By focusing on consistency in your process, and reinforcing that consistency over-and-over again, that consistency will show up in your results. You get out what you put in. When your process is strong and stable, then the results take care of themselves.
Understand What You Can and Can’t Control – Stop Worrying About What You Can’t Control:
This is a critical concept that usually creates a shift within the mental framework of most traders. The first step is to understand what matters, and then within the realm of what matters, understand what you can control. That’s where your focus should be. If something doesn’t matter or you can’t control it, then there’s no use worrying about it. This might seem wildly simple, but based on how most traders operate, it’s clear that they don’t hold a true understanding of this concept.
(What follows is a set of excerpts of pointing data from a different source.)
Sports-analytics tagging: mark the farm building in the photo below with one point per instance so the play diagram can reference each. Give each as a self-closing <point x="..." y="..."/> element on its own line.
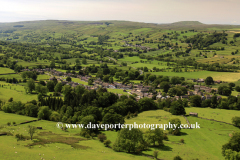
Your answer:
<point x="193" y="114"/>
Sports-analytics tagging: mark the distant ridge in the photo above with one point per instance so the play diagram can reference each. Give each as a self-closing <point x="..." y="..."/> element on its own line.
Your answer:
<point x="187" y="23"/>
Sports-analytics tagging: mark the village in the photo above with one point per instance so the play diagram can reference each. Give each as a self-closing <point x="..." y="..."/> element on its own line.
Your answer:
<point x="138" y="90"/>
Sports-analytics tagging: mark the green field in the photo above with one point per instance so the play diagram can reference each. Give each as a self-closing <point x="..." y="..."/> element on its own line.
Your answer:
<point x="17" y="92"/>
<point x="216" y="114"/>
<point x="6" y="70"/>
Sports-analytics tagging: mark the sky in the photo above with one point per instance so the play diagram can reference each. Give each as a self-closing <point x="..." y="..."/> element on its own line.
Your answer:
<point x="149" y="11"/>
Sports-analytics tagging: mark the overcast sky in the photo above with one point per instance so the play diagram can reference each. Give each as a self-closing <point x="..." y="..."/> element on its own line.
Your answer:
<point x="153" y="11"/>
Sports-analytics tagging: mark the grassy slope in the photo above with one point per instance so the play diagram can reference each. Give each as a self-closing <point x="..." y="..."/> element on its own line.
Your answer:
<point x="217" y="114"/>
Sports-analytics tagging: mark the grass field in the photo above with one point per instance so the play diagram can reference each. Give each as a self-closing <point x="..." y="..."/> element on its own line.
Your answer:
<point x="216" y="114"/>
<point x="223" y="76"/>
<point x="6" y="70"/>
<point x="17" y="92"/>
<point x="203" y="143"/>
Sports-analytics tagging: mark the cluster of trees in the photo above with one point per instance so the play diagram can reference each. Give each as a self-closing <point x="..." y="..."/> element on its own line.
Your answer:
<point x="231" y="102"/>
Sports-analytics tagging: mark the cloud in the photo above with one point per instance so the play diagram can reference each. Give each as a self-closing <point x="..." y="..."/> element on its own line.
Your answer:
<point x="156" y="11"/>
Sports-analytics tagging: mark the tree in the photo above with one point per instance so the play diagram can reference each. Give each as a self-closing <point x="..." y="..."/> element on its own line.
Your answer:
<point x="165" y="86"/>
<point x="31" y="130"/>
<point x="44" y="113"/>
<point x="196" y="101"/>
<point x="209" y="81"/>
<point x="155" y="154"/>
<point x="231" y="85"/>
<point x="206" y="103"/>
<point x="30" y="85"/>
<point x="224" y="90"/>
<point x="41" y="89"/>
<point x="31" y="110"/>
<point x="106" y="78"/>
<point x="90" y="82"/>
<point x="69" y="79"/>
<point x="84" y="61"/>
<point x="232" y="145"/>
<point x="146" y="104"/>
<point x="107" y="143"/>
<point x="174" y="131"/>
<point x="50" y="86"/>
<point x="154" y="135"/>
<point x="77" y="62"/>
<point x="110" y="79"/>
<point x="236" y="121"/>
<point x="58" y="87"/>
<point x="102" y="137"/>
<point x="177" y="158"/>
<point x="175" y="80"/>
<point x="237" y="88"/>
<point x="113" y="118"/>
<point x="128" y="140"/>
<point x="177" y="108"/>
The fact is: we can’t control the market. That power is reserved for a small few super-wealthy individuals and institutions. But for some reason, it’s difficult for us to release control over it. We want so badly for it to conform to all our wants and desires. To make us win and always be right. Yet certainty doesn’t exist within the market environment. So we have to accept uncertainty, risk, and loss as a natural part of doing business. What we can control, however, is our process. In other words, we can control our reactions to the market.
Controlling our process allows us to be in harmony with the market instead of fighting it, like using sails on a boat to adjust to the wind.
How Meditation Can Increase Mindfulness By Improving Concentration and Patience:
A key component to improving mindfulness is the practice of meditation. Lots of people don’t think trading and meditation are so closely intertwined, but mental clarity, focus, and awareness are the central components for both. This secret weapon is highly underutilized by retail traders. Your mental edge in trading is arguably more important than anything else.
It’s truly shocking how often mindset, mindfulness, meditation, and the overall psychological aspect of trading gets ignored and overlooked by the trading industry itself, even though it’s a foundational element of success. I’ve personally used and reviewed dozens of stock trading programs over the years, and virtually none of them offer more than a quick blog post or video on the subject. But it’s nothing that can have a substantial impact on members. The only two I’ve come across so far offering strong mindset trainings, which shows that they legitimately care about your trading success, are 2ndSkies Trading and Trading Composure.
Conclusion – Mindless Traders Are Impulsive and Mindful Traders are Consistent:
Mindless traders are impulsive and irrational, which leads to negative results. Mindful traders, on the other hand, are consistent and objective, which leads to positive results. Which group do you want to be in?
Not only are the results more beneficial for mindful traders, but the process as well. Mindless traders are in constant conflict with the market, which makes their experience afflictive and painful. Mindful traders, on the other hand, are in harmony with the market, which makes their experience smooth and enjoyable. Your decision on which group to be in should be an easy choice.
Unfortunately, most traders choose the impulsive, impatient, and undisciplined route, which puts them in the group of traders who fail (over 90%). But those who are focused on growth and development, and choose the route of patience, balance and consistency, eventually end up in the exclusive group that succeed (less than 10%). Your odds of trading success truly depend on how you choose to approach it from a psychological perspective. In the end, mindset is the most important, yet most overlooked component.
If you aren’t a mindful trader, then you aren’t a consistently profitable trader. There’s no way around training your mind for success.